Los dos llevaban un buen rato caminando sin decir palabra. Si ella no iba a romper el hielo él tendría que dar el primer paso. Ojala encontraran un tema apropiado para la situación -"Bien, hay voy"-
-Kino.
-Me ha gustado mucho Hong-Kong- Lo interrumpió Sakura -Ojala tenga la oportunidad de volver a venir- agradeció en gran manera que ella hubiese rotó el hielo, porque él no tenía un buen tema para comenzar una charla.
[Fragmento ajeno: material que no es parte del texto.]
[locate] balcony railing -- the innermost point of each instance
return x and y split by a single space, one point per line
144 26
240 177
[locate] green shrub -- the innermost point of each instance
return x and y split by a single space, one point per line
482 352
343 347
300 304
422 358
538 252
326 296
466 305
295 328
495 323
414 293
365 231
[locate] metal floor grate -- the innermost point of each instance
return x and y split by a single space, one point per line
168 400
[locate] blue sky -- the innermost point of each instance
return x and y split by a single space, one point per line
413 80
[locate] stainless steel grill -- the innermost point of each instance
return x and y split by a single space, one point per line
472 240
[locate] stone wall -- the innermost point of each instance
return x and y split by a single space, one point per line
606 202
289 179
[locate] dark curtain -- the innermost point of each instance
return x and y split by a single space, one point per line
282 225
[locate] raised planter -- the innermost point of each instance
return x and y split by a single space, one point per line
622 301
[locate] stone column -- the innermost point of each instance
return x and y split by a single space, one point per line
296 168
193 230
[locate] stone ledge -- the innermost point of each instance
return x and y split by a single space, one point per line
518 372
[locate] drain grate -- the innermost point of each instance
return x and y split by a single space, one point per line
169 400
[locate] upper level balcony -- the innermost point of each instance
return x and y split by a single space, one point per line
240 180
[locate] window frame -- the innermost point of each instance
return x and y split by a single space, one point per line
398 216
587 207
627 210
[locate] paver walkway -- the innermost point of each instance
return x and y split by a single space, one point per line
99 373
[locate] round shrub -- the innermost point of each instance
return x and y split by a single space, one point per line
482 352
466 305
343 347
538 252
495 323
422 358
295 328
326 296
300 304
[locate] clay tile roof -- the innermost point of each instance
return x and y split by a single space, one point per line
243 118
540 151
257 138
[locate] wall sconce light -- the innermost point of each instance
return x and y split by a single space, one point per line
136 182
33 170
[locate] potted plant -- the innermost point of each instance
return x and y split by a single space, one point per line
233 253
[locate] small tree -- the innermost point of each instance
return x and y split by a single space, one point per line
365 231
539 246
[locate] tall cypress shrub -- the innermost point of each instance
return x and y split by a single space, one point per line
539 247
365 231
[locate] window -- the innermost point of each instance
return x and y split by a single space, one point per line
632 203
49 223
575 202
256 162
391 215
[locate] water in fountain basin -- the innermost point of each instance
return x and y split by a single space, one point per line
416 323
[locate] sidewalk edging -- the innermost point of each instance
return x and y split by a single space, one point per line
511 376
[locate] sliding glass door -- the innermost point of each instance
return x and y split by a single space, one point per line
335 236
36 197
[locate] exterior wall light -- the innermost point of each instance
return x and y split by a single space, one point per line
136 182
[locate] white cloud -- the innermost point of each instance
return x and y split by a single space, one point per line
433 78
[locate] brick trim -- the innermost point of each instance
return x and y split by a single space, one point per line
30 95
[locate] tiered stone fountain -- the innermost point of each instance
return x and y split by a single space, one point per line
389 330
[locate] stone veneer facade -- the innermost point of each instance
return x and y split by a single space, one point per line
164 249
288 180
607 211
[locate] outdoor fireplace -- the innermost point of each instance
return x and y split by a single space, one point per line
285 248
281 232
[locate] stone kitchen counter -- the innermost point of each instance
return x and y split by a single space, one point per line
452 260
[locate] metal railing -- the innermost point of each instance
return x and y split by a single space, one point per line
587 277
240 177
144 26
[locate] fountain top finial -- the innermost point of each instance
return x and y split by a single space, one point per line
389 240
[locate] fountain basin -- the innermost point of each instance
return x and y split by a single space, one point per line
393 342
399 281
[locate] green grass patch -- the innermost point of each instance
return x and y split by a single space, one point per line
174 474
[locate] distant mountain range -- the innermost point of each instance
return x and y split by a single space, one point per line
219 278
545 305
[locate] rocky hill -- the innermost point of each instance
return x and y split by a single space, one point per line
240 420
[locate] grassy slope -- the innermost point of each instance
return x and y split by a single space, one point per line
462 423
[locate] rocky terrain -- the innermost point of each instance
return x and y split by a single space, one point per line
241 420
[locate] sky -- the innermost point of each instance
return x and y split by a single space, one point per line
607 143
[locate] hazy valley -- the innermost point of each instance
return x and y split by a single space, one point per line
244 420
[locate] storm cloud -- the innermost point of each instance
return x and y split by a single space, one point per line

Analizando posibles respuestas… realmente no sabia que decir. Podría darle una respuesta, rápida y sencilla, amistosa o… -cuando nos casemos quizás vengas mucho a este país, después de todo tengo que visitar a mi familia. Tengo entendido que viviremos en Japón. Se supone que tengo que irme con ustedes cuando vuelvan a Japón- Sakura se sonrojó de pie a cabeza. Era la primera vez que él hacia mención de su casamiento sin tener ninguna obligación, ni a su madre amenazándolo con su presencia.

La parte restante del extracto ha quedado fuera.